FIG. 13 shows that the group treated by γ-PGA-CDDP shows a gradual increased in body weight indicating that the toxicity of γ-PGA-CDDP is not significant. On the other hand, the group treated by cisplatin shows obvious decrease of body weight indicating that cisplatin has significant toxicity.

The same procedure in example 8 above was followed, but 24 mice were used and the mice were divided into three groups, of 8 mice in each group. The first group was used as a control (saline), the second group was treated with γ-PGA-CDDP (equivalent to 4 mg/kg cisplaitn), and the third group was treated with PGA-CDDP (equivalent to 12 mg/kg cisplatin). Injections were made in a tail vein on 0, 2, and 4 days. Tumor volume was recorded daily and the results are shown in FIG. 14.

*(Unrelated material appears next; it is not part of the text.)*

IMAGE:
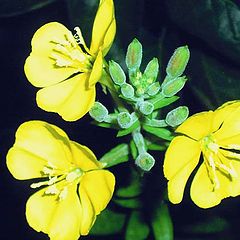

As shown in FIG. 14, γ-PGA-CDDP shows clear inhibition on the tumor growth in vivo.

Although the present invention has been described with reference to particular means, materials and embodiments, from the foregoing description, one skilled in the art can easily ascertain the essential characteristics of the present invention and various changes and modifications can be made to adapt the various uses and characteristics without departing from the spirit and scope of the present invention as described above.